More than two years after the Troubled Assets Relief Program (TARP) was
introduced, the U.S. economy continues to sputter.  Why?  And what does the
future hold?

Let's start with a brief recap:  First, we had the internet bubble.  The Fed's  
response was liquidity.  The banks awash in cash looked for the next arena
and hit upon real estate.   Guess who saw it coming.  Warren Buffet.  His
favored stock divulged to a contest winner before becoming public
knowledge was a REIT (Real Estate Investment Trust).

There was a time when a local bank (or savings and loan) would vet
prospective home buyers carefully because it would be carrying the
mortgage on its books.  No more.  With the new freedoms following the
repeal of Glass-Steagall, the big money center banks could securitize
mortgages, slice and dice them, and no matter how risky (and cheap) to start
with, they would end up smelling like roses with a AAA blessing from the
rating agencies.

Buying cheap and selling high was a license to mint money and make money
they did.  Of course, it couldn't last -- not many families can pay a half and
more of their  income on a mortgage forever -- and it didn't.  A slight
slowdown in the economy and the defaults became a cascade.

The bankers used to say "keep the government off our backs", now they
were screaming, "help us, it is our hurricane Katrina, nobody could have
seen it coming."  Unfortunately, the TARP response treated them as disaster
survivors:  get them on their feet again and the economy will return to
normal.  They got all the money ... with no conditions.  They said they were
"too big to fail"  and governments and legislatures with ears tuned to the
happy music of campaign contributions -- listened to them.

Others had a different view:  Paul Volcker, a former Fed Chairman, said, 'if
they were to big to fail, they were to big to manage'; the Governor of the
Bank of England (their Fed) quipped, 'if they were too big to fail, they were to
big to be'.  Their views and those of like commentators fell on deaf ears.

Now, the banks are again awash with money, and they haven't given up on
the securitization model.  Trading brings faster profits than investment
through lending to job producing businesses, and they need the money.  To
help them further, accounting rules were changed so that instead of marking
securities to market, they were allowed to carry their worthless
mortgage-backed paper at cost. Thus the balance sheet offered no evidence
of bankruptcy inducing losses.  So, another reason they are not lending is
their profits are going towards shoring up these losses.
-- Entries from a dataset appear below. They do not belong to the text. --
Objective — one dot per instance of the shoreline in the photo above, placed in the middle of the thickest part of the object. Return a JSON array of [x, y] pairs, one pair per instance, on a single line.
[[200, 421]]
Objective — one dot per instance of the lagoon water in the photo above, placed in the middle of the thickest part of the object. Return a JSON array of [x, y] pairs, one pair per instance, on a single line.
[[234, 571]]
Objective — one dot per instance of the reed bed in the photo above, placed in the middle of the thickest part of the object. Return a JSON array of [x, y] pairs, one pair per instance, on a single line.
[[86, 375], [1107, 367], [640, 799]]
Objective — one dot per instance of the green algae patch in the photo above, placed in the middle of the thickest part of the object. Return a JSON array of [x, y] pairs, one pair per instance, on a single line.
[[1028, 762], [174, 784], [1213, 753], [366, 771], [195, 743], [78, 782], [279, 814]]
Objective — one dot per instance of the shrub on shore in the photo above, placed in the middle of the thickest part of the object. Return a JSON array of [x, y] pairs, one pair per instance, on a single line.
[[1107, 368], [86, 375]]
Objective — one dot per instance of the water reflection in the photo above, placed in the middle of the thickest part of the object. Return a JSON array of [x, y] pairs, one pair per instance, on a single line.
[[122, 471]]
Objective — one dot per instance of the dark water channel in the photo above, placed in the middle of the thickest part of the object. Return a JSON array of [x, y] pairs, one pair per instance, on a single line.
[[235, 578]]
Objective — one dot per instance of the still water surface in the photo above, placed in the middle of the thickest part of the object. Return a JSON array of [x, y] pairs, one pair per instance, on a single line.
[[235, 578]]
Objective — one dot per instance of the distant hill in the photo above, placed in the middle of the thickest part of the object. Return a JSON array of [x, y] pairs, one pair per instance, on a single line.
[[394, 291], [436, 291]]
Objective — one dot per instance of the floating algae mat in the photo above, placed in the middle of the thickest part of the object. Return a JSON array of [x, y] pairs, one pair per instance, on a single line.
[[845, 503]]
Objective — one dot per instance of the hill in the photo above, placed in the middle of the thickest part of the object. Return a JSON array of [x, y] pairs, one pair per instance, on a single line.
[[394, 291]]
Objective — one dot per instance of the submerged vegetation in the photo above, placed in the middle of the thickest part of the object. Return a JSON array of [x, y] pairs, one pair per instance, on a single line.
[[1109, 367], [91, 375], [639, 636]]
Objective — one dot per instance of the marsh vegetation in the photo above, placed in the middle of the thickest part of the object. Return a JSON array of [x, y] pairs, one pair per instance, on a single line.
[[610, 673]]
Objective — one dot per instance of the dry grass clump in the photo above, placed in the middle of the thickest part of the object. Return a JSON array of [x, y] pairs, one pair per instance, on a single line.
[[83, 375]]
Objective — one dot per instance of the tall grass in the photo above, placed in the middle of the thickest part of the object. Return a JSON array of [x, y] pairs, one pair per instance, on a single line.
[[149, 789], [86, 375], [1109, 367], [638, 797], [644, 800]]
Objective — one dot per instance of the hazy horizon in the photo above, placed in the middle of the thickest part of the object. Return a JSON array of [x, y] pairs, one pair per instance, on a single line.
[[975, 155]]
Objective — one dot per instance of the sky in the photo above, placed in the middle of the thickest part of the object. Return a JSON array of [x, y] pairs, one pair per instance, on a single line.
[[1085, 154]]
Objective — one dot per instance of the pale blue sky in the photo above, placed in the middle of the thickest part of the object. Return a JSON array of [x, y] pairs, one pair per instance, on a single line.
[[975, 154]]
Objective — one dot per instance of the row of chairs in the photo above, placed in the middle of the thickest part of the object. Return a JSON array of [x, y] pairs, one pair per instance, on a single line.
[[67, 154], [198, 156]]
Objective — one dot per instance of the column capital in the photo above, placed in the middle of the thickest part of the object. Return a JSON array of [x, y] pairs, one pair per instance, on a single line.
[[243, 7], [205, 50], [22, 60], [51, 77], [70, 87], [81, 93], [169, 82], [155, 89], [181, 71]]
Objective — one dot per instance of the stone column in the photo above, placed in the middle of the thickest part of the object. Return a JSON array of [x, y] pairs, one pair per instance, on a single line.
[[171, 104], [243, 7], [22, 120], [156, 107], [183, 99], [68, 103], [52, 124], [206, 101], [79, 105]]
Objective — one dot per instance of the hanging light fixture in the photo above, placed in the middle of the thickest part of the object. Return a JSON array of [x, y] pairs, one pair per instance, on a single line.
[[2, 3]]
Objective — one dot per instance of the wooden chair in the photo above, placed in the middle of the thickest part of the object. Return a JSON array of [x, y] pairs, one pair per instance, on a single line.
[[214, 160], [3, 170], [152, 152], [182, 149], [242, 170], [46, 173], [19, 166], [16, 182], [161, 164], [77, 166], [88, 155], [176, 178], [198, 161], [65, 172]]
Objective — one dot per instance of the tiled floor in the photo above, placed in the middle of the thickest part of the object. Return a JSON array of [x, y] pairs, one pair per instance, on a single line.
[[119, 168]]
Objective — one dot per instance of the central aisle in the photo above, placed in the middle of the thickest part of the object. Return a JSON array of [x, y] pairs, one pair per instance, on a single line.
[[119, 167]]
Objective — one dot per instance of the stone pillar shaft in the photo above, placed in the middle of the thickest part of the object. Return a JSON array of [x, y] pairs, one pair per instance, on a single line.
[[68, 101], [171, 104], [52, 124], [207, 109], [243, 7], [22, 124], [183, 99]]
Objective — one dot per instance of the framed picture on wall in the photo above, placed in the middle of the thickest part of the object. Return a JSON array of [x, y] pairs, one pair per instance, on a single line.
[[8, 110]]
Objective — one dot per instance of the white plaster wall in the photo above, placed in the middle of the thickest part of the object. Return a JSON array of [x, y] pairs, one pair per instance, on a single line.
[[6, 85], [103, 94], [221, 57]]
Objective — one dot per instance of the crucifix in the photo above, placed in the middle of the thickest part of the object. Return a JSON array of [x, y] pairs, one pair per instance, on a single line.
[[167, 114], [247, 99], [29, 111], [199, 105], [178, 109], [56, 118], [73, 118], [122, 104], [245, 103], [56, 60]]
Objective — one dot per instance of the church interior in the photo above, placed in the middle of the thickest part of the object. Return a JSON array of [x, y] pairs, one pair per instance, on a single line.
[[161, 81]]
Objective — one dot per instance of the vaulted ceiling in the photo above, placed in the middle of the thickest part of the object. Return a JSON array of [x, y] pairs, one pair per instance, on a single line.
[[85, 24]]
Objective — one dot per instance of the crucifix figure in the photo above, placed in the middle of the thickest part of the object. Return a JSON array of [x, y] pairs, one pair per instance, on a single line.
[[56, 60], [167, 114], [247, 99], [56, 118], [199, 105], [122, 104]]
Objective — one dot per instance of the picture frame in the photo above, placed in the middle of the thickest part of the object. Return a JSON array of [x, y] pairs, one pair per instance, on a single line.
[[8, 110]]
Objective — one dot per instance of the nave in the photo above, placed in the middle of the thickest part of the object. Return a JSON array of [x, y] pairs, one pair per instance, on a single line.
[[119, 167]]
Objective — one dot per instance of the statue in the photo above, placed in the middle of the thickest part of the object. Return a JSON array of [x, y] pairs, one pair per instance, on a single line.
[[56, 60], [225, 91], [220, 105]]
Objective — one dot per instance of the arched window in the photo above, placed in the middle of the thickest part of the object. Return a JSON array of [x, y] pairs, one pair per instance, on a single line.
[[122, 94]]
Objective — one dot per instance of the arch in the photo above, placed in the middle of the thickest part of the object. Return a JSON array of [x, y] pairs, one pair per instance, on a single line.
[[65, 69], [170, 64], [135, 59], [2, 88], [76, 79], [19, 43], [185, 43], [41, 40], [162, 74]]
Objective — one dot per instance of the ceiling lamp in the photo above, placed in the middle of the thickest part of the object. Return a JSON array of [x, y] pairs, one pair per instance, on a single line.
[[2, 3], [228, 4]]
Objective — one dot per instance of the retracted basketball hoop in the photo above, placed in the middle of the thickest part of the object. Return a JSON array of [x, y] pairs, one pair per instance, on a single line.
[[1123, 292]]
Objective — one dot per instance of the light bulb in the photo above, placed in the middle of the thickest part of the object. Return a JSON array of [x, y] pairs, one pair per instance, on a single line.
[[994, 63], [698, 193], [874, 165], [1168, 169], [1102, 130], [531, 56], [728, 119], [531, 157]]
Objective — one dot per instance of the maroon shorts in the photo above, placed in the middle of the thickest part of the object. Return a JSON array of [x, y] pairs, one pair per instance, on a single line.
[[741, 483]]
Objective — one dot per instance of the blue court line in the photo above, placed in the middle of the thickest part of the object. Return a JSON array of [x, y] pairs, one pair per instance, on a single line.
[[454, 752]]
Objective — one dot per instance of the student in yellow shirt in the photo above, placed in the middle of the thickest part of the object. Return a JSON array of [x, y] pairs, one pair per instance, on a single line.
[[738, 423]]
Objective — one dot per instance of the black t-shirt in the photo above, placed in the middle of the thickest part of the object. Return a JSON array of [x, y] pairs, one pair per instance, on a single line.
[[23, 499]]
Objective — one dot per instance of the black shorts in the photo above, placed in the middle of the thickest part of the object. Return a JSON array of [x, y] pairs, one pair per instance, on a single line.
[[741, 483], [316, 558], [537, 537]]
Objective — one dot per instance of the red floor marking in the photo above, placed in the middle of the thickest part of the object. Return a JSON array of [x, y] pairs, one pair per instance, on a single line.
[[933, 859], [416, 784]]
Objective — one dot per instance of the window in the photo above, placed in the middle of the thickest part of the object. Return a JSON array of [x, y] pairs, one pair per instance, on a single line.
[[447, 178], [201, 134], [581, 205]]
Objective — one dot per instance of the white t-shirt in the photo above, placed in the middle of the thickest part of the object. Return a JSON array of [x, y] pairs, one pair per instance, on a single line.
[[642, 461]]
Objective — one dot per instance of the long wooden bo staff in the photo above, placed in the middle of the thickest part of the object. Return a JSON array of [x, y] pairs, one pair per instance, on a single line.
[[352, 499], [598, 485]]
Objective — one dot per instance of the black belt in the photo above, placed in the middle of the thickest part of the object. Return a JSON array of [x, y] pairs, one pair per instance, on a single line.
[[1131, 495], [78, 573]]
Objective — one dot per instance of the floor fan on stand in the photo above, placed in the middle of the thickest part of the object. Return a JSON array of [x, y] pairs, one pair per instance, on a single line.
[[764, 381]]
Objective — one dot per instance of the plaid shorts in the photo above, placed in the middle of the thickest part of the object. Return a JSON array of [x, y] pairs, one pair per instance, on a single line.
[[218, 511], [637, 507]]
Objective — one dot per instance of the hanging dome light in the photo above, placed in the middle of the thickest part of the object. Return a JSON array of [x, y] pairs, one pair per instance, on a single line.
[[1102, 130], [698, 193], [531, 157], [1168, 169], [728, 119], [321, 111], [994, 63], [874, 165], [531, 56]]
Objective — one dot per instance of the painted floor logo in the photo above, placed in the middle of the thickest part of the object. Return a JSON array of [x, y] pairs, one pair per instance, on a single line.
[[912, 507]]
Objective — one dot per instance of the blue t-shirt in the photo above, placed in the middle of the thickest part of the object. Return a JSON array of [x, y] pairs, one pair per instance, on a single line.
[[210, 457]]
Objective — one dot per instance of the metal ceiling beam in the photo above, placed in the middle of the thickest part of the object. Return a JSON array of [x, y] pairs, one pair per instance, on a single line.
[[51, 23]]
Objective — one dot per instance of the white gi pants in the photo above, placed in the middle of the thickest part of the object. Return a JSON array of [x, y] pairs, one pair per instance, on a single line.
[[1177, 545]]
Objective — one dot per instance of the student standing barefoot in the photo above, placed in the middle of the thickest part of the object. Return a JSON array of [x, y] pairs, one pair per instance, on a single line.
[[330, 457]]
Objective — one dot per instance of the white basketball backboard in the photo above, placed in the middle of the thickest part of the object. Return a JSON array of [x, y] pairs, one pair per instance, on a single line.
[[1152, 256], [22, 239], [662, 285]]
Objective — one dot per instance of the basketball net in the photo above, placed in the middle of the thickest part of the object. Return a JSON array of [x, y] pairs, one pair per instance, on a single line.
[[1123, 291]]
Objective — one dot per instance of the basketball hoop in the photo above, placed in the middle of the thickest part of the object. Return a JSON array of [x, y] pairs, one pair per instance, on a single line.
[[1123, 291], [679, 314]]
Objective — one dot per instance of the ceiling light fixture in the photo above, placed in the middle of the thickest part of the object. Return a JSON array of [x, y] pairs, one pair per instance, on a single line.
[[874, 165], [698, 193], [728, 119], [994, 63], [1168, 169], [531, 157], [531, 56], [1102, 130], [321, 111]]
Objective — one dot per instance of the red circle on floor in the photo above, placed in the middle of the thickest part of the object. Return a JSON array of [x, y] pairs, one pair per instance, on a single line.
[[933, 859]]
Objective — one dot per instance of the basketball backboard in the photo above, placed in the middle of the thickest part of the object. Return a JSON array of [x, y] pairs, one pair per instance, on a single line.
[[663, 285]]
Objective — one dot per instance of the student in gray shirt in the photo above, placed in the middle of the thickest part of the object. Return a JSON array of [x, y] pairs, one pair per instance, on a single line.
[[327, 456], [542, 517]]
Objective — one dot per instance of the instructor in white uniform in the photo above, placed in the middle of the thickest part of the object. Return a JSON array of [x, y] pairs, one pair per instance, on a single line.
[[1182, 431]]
One way to have moved the economy would have been to rid us of the
sludge in the system; that is, let the banks take the losses.  A recapitalization
with the government also buying their stock (which could later have been
sold at a profit) would have set the banks on their feet again.

The real job producers in our economy are the multitude of small and
medium-sized businesses. Who lends to them?  The small and medium-sized
banks serving local communities.  TARP ignored them.  Caught in the same
whirlwind, they go bankrupt and restructure weekly.  They are unable to lend
because of a shortage of funds.

Quite clearly then, the current financial system is broken.  If we are to
compete with rising economic powers like China, it has to be repaired. That
effort must constitute some sort of incentives and restrictions that impel the
big banks to focus on investment lending instead of securities trading.  
Otherwise, we will sputter along with high unemployment and low growth and
join Japan, which was also unable to deal with its big banks after its real
estate bubble in the late eighties, in the doldrums.  For a glimpse into our
future, one only needs to look at Japan's last two decades.